Friday 29 July 2016

Reliability and Punctuality

After my previous post on the first breakdown so far on my Around the Edge of England bus tour I thought it was time I estabilshed just how reliable the buses are. The route I have taken is not exactly typical - too many rural routes and not enough urban journeys - but it does give a snapshot of what you can expect if you travel by bus.

The good news is that 96.1% of the buses I have used - or tried to use - have turned up and have completed their scheduled journeys.

Slightly less good is the "punctuality".  Only 71.5% of buses were "on time" as defined by the Traffic Commissioners' (a sort of industry regulator) definition of "one minute early to five minutes late". But if you extend that definition to include buses 10 minutes late (which is the measure applied to long-distance trains) the score rises to 90%

The national Rail Public Performance Measure, which measures trains that arrive at their terminating station "on time" (which is defined as up to 5 minutes late for local trains and 10 minutes for long-distance) is 88.5% (moving annual average to 25 June 2016).

Trains have two great advantages over buses.  They have exclusive use of the track, with only other trains to get in the way.  And because their punctuality is measured only at the terminating station they are allowed to "pad" the timetables with excessive running time between the penultimate and final stops to create an artificial recovery margin.

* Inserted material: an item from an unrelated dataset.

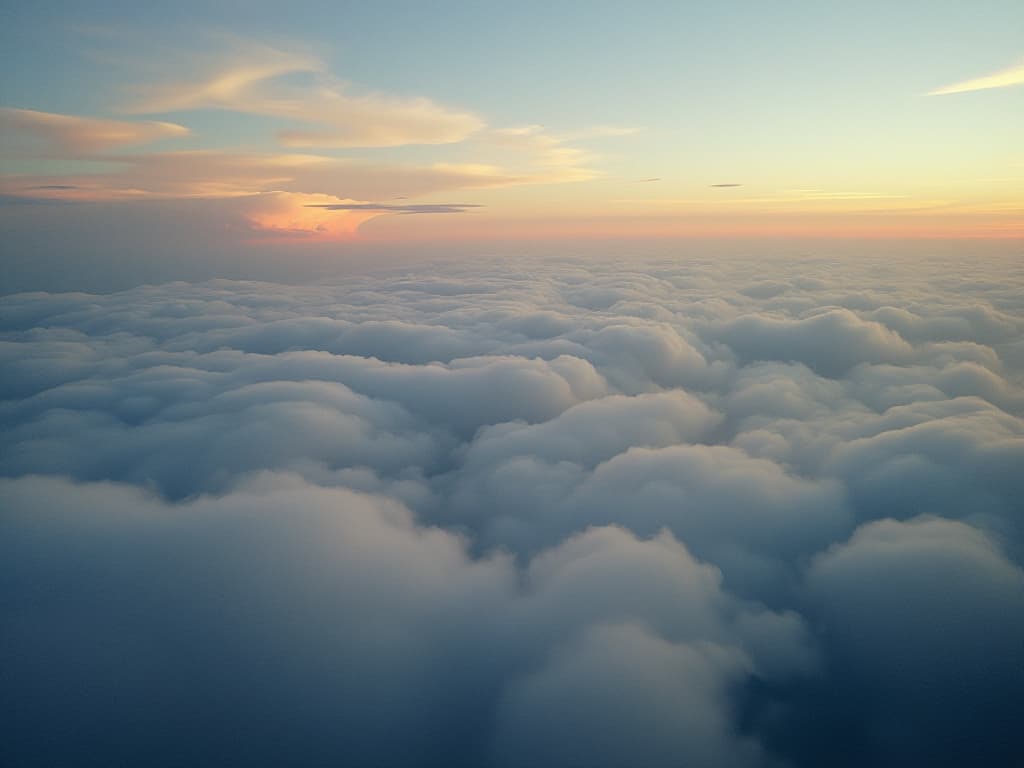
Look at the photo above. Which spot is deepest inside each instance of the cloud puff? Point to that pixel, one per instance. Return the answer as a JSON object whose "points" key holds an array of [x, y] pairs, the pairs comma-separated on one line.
{"points": [[517, 512]]}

Virgin Trains from Manchester to London, for example, are given 7 minutes to the first stop at Stockport. Coming north, however, London trains terminating in Manchester get typically 12 minutes from Stockport, which helps them to be "on time" at Manchester even though they might have been late at every other station.  Buses don't cheat like this! 

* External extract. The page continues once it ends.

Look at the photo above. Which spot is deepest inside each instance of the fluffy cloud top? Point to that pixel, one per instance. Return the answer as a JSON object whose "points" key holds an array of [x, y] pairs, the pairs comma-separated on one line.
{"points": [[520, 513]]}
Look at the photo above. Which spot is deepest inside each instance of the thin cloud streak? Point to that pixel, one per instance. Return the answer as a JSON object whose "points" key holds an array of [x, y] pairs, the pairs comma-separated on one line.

There is more detail on my journey here.

2 comments:

SteveB said...

Another thing about train journeys is that journey planners allow far too long for connections. Thus, although my journey on Saturday from Reading to Northampton via London was timed to be longer than 2 hours, I actually did it in rather less.

Jim said...

Buses have that problem too, especially on long routes with split registrations. The planners don't accept what appears to them to be a tight connection and tell you to get off the bus and wait for the next when in reality it's a through bus. As always with computers "rubbish in, rubbish out". Of course the real problem is the rather silly rules that require bus companies to register through services as two or more shorter separate ones to take advantage of "domestic" drivers' hours regs. Could abolition of these be the only possible benefit of leaving the EU?!